Bei aller verhaltenen Freude: Dass zumindest ein Teil des Verfahrens klar ist, sollte uns allen in aller Demut klar sein. Minderheitskoalitionen bilden im deutschen parlamentarischen System aus gutem Grund eine Ausnahme.

Während andere romantisierend von der Renaissance des Parlamentarismus sprechen, die uns ganz neue Möglichkeiten in der parlamentarischen Zusammenarbeit ermöglicht, darf nicht vergessen werden, dass diese Konstellationen extrem anspruchsvoll sind und nur allzu oft scheitern.

Ob die Zusammenarbeit in Sachsen bestand hat, werden die kommenden Monate zeigen.

Damit es gelingt, braucht es jene Vertrauensebene unter den demokratischen Fraktionen, um offen beraten zu können, die man in den vergangenen Monaten in der politischen Auseinandersetzung oft vermisst hat. Denn wichtiger als geduldiges Papier werden zugewandte Verhandlungspartner auf Augenhöhe sein.

Sehr geehrte Kolleginnen und Kollegen,
in den Beratungen zur Gestaltung dieses Mechanismus war uns BÜNDNISGRÜNEN besonders wichtig, dass Verfahren so transparent wie möglich zu gestalten. So muss nun klar gekennzeichnet werden, welche Inhalte aus den Stellungnahmen der Fraktionen und Fraktionslosen zu den Referentenentwürfen in die Gesetzesentwürfe übernommen werden.

Denn bei all der Suche nach Mehrheiten ist für uns BÜNDNISGRÜNE klar: Das Konsultationsverfahren darf kein Mechanismus dafür sein, dass Verfassungsfeinde durch die Hintertür mitregieren.

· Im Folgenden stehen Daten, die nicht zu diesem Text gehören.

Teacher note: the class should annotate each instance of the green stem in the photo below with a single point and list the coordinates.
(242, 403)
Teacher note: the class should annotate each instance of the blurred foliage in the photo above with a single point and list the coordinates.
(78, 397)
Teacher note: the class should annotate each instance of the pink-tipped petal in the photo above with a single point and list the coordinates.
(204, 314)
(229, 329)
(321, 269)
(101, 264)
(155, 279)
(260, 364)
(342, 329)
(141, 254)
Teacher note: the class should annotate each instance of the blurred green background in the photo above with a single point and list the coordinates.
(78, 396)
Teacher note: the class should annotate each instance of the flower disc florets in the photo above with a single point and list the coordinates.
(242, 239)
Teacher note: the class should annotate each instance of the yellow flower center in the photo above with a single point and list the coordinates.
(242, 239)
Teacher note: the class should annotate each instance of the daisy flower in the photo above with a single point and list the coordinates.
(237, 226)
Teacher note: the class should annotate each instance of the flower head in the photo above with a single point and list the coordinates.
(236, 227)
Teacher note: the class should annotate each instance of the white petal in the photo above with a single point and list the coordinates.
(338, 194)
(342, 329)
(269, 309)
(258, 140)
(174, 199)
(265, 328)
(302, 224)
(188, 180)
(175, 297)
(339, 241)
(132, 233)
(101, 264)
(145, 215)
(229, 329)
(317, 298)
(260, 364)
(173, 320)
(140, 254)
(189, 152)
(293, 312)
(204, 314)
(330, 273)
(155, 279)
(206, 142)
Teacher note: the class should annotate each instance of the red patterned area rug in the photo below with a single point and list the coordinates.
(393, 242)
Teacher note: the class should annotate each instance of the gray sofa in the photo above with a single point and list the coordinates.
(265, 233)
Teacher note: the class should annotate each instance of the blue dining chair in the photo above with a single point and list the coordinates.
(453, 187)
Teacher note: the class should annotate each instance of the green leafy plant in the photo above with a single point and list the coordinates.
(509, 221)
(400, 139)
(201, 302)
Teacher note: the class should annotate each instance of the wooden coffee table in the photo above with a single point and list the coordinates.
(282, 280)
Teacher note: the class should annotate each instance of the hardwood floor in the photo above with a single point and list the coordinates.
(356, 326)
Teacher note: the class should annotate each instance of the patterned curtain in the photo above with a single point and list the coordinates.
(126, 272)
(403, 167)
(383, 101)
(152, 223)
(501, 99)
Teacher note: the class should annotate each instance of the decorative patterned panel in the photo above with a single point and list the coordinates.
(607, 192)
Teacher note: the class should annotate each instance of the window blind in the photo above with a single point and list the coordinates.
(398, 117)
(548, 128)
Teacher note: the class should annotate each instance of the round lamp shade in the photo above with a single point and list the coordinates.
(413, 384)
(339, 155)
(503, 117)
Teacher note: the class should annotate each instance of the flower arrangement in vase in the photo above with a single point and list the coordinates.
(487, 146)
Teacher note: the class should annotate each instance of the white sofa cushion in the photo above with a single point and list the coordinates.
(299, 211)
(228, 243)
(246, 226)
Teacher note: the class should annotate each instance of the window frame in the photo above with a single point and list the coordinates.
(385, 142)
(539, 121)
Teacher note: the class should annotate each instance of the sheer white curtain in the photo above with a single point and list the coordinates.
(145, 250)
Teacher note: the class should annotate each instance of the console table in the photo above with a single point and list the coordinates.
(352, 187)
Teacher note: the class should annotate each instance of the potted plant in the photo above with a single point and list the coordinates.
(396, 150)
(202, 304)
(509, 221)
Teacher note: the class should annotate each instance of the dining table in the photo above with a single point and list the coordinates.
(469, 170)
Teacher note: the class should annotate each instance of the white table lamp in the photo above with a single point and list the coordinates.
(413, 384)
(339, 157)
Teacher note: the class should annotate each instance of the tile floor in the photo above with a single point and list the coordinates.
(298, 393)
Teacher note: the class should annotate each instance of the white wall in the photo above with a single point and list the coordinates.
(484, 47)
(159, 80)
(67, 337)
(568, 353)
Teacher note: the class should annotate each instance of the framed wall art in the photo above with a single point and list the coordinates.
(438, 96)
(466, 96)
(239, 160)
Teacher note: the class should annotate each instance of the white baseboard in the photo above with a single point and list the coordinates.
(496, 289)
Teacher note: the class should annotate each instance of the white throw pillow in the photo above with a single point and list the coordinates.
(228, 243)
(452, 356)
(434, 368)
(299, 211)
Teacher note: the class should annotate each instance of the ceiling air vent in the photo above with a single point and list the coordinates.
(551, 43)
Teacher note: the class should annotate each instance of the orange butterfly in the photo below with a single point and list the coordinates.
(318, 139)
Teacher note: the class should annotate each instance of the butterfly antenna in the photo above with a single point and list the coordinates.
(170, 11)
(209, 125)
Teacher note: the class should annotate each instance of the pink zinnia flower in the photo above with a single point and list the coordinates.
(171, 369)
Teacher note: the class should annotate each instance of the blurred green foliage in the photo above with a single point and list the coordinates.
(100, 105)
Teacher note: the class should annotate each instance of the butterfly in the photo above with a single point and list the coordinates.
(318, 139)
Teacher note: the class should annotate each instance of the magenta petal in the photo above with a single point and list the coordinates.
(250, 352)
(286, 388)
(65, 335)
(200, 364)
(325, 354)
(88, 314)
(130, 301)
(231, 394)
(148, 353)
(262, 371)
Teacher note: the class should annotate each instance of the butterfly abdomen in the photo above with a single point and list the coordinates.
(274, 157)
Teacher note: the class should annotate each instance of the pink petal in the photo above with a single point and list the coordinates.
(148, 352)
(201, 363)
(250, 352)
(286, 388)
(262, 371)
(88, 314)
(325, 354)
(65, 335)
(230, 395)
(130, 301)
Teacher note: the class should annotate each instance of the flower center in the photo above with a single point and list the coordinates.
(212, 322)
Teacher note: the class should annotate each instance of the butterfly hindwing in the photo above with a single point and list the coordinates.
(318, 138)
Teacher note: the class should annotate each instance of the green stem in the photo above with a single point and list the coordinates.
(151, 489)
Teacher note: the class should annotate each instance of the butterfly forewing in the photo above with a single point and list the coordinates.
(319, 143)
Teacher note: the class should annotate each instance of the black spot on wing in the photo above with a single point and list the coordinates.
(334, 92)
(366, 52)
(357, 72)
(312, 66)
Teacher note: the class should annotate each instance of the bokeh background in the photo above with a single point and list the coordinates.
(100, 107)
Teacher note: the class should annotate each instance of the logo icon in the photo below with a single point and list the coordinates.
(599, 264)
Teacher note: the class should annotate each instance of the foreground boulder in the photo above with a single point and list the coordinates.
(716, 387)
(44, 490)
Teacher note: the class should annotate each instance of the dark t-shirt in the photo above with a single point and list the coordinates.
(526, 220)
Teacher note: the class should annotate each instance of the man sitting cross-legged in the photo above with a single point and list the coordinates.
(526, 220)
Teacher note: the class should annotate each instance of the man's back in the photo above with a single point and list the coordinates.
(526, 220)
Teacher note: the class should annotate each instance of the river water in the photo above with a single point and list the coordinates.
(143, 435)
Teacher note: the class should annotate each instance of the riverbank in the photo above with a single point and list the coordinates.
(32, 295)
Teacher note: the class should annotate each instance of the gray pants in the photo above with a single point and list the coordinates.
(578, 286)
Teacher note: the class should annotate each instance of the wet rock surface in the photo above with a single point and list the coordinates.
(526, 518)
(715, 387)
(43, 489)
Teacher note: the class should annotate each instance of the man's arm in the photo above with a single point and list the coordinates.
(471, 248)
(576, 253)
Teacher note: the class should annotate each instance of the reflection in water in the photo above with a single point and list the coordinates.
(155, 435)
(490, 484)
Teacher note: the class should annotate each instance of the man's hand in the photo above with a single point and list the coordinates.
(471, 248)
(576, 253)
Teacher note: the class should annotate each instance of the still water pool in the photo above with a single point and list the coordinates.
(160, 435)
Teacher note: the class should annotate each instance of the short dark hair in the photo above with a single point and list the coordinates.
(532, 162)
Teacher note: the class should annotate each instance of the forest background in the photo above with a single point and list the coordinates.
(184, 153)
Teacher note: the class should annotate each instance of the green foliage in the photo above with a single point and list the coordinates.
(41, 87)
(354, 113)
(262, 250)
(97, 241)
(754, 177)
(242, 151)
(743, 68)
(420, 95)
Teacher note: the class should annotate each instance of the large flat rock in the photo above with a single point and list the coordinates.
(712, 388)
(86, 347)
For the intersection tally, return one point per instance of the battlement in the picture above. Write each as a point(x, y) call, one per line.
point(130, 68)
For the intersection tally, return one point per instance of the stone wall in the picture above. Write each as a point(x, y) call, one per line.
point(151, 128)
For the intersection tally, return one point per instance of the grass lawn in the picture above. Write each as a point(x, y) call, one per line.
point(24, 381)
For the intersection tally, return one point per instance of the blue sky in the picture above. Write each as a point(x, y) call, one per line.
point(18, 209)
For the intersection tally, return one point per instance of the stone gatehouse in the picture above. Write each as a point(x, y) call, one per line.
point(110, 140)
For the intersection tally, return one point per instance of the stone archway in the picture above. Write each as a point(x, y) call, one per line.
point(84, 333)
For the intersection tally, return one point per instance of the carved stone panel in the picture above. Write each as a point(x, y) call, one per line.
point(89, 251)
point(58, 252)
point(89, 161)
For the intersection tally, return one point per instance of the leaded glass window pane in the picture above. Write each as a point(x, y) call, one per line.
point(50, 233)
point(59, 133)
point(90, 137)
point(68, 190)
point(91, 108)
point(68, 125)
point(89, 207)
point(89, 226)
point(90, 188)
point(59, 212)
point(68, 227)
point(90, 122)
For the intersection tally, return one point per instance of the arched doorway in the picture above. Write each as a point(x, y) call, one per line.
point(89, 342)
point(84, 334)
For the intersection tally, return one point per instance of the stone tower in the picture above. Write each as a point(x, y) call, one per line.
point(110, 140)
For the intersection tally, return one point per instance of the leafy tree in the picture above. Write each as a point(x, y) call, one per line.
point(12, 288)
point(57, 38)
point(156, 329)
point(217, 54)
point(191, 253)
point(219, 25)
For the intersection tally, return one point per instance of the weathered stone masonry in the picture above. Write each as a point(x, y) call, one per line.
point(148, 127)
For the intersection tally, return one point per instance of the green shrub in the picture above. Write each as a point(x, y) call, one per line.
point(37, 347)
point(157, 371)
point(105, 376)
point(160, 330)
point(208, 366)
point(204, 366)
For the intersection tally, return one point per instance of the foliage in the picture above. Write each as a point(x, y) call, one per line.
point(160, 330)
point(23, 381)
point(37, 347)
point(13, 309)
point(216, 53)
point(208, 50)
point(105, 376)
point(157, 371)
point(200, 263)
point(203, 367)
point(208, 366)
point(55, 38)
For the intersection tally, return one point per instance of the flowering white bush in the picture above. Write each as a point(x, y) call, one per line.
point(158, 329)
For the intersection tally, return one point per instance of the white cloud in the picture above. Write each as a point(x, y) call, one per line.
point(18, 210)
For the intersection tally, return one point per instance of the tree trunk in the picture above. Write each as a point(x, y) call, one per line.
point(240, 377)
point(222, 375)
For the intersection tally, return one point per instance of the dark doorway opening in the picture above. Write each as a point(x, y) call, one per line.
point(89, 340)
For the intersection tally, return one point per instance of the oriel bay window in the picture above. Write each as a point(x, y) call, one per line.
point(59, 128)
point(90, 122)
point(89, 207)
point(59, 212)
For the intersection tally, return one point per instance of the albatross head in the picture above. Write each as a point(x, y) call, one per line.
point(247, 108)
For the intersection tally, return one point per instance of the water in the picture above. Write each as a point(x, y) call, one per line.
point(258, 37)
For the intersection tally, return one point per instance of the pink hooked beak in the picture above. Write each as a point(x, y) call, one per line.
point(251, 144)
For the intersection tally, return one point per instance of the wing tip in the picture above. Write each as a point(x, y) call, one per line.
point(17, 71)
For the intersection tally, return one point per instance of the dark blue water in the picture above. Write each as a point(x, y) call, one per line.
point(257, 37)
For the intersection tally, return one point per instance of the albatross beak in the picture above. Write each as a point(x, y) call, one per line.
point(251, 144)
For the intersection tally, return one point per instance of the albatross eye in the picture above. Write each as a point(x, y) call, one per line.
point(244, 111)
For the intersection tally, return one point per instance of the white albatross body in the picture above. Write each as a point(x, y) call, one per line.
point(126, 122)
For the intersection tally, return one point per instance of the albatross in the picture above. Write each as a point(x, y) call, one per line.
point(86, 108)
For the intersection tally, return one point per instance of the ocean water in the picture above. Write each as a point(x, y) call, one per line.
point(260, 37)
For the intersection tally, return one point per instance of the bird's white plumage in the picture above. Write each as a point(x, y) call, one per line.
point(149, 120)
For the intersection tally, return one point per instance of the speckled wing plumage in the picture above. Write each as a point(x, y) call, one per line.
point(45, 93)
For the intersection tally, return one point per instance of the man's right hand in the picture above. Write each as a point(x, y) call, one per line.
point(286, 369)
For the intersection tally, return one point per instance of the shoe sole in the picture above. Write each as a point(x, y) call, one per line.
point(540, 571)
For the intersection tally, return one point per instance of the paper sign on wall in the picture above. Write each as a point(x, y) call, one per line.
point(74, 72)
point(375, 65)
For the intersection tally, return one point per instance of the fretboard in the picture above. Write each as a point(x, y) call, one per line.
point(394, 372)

Wie wenig der AfD an ernsthafter parlamentarischer Arbeit gelegen ist, zeigt sich übrigens schon allein daran, dass sie die Beratungen zum Konsultationsmechanismus lieber wieder als eine Bühne nutzt, um das allseits bekannte, aber gleichbleibend groteske Schauspiel aufzuführen.

Da nützt auch faktenfreies Geraune von vermeintlich verfassungsrechtlichen Bedenken nicht, um diesem Anschein entgegenzuwirken.

Sehr geehrte Kolleginnen und Kollegen,
der Konsultationsmechanismus als eine Art umfassendes Anhörungsverfahren gibt der Minderheitsregierung nun die Möglichkeit, zu erkennen, ob für ihre Gesetzesvorhaben überhaupt eine demokratische Mehrheit im Parlament in Aussicht ist.

Die Konsultations- und Informationsvereinbarung regelt somit eine Einbahnstraße der Gesetzgebung. Aber genauso wenig wie eine Einbahnstraße ein taugliches Verkehrsnetz bildet, reicht dieser Konsultationsmechanismus zum Regieren.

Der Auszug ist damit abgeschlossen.